Uma das razões apontadas é a descomplicação da terapêutica. “Ao contrário do que acontecia há 20 anos, em que a razão pela qual o doente não aderia ou não tomava a medicação regularmente, era ter 20 comprimidos para tomar – uns em jejum, outros depois de comer, outros dissolvidos, outros esmagados. Os medicamentos causavam muitos efeitos acessórios – náuseas, azia, diarreia, problemas de pele, nas unhas”, conta. Mas a indústria farmacêutica evoluiu e, atualmente, o tratamento para VIH, caso se chegue a tempo aos cuidados de saúde, resume-se a um comprimido, uma vez por dia. “Concentrou-se, num único comprimido, dois ou três princípios ativos que, inicialmente, eram administrados separadamente.”

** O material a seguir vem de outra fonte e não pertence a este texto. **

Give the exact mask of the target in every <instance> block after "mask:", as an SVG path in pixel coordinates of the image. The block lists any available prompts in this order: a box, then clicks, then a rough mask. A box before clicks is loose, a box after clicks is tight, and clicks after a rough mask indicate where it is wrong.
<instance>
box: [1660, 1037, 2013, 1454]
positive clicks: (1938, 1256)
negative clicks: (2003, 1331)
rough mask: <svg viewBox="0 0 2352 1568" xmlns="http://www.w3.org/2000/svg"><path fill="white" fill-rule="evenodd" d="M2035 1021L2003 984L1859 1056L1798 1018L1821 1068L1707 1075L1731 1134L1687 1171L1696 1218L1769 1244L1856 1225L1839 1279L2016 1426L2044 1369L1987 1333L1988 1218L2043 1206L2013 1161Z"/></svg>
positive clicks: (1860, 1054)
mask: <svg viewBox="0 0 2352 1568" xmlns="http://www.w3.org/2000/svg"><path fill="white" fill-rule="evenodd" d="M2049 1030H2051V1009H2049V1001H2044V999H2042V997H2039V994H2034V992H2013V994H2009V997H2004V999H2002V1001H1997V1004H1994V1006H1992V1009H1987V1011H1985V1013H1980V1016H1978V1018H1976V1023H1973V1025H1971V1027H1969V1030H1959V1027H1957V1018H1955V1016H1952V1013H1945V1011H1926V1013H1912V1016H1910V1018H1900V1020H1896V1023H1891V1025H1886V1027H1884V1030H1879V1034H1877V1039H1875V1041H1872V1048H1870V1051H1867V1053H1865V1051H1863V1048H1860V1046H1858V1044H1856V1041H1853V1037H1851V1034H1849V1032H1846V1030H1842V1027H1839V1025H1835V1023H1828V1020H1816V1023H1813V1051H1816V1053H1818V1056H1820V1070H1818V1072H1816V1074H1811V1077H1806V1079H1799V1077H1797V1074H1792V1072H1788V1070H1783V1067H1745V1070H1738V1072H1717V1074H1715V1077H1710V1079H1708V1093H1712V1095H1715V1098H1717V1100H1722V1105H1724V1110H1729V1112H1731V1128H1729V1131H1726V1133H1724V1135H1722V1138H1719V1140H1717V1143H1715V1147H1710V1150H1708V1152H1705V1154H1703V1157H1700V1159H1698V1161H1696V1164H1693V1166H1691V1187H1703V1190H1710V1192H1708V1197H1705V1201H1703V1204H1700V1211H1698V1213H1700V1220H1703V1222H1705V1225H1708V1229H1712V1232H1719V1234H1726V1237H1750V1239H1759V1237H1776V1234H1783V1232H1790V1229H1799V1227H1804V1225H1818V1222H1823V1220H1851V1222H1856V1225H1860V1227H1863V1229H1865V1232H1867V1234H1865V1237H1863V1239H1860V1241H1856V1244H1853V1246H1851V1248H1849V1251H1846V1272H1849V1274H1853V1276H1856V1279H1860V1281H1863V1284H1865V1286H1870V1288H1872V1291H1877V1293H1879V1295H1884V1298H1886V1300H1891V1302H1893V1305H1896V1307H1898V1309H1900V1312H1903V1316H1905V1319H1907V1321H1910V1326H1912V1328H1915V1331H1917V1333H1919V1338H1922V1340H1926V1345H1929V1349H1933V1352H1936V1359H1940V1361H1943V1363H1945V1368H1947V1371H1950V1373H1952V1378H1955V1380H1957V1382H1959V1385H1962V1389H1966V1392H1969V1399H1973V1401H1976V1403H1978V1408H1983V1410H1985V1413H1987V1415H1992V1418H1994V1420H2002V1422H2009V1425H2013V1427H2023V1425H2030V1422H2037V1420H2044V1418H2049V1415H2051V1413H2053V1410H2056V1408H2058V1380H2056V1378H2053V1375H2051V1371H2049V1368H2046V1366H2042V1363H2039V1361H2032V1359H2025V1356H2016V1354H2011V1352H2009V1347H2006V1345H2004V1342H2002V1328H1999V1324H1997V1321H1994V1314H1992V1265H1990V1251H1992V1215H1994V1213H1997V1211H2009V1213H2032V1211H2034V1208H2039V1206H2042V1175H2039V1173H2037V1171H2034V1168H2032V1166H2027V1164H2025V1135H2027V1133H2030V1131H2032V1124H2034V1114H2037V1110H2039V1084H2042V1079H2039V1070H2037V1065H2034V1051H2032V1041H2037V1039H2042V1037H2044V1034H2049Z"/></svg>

A simplificação da terapêutica, continua o médico, constitui um avanço inimaginável para quem percorreu esta história e, sobretudo, para os doentes que ainda viveram na pele todos os efeitos adversos da terapêutica complicada. E, também por isso, é vital que o estigma seja anulado de vez, porque passou a ser o único entrave ao controle do vírus VIH.
“Se não puder dizer ou partilhar com determinadas pessoas que estou a tomar um medicamento para o VIH, se calhar, vou viajar e, com receio de me perguntarem o que estou a tomar, não levo os meus comprimidos. Ou não levo os meus comprimidos para o emprego para que ninguém me pergunte o que estou a tomar. Tudo isso ficou mais simplificado com a terapêutica com um comprimido único, mas não diminuiu a carga de estigma que a doença transporta consigo,” adverte.
E cada vez há menos desculpas para entrar em negação
É que, recentemente, juntaram-se novas ferramentas ao exército de combate ao VIH. “Antecipo que vou ter uma aventura sexual com um parceiro desconhecido e tomo um comprimido para impedir que, se ele ou ela estiverem infetados, me transmitam a infeção. É aquilo a que se chama profilaxia pré-exposição”, explica o especialista.
A profilaxia pós-exposição, usada no caso de surgirem dúvidas sobre contactos com o vírus, é outro instrumento importante no combate ao VIH. Mas o médico deixa o aviso: “Nenhuma delas exclui as que usamos nos últimos 30 anos — o preservativo. Não se excluem entre si. Num determinado momento da nossa vida, podemos usar preservativo e, noutra altura, usar outro tipo de proteção. É um exercício muito individual que compete ao doente e ao clínico que o segue avaliar. Porque, usadas isoladamente, qualquer uma destas ferramentas pode falhar.”
Por isso, é ainda inevitável que o Santo Graal da luta contra o VIH seja uma vacina que cure de vez. “Infelizmente, das tentativas que foram feitas até agora, nenhuma resultou no desenvolvimento de uma vacina eficaz. O que não significa que, em cada um destes insucessos, não se retire muitas aprendizagens para a produção das próximas vacinas. Os avanços biotecnológicos recentes, e a própria experiência da vacina da Covid-19, serão muito úteis para acrescentar algum conhecimento ou afinar outros conhecimentos para o prosseguir desta etapa que desejamos que culmine na cura da infeção por VIH, em todo o mundo.”
Mas, mesmo sem vacina, a Sida dos anos 80, uma doença invariavelmente mortal, passou, no início do séc. XXI, a ser uma doença prolongada, controlável, com uma longevidade muito perto da dos não infetados. Essa etapa está conseguida. A cura será o próximo passo.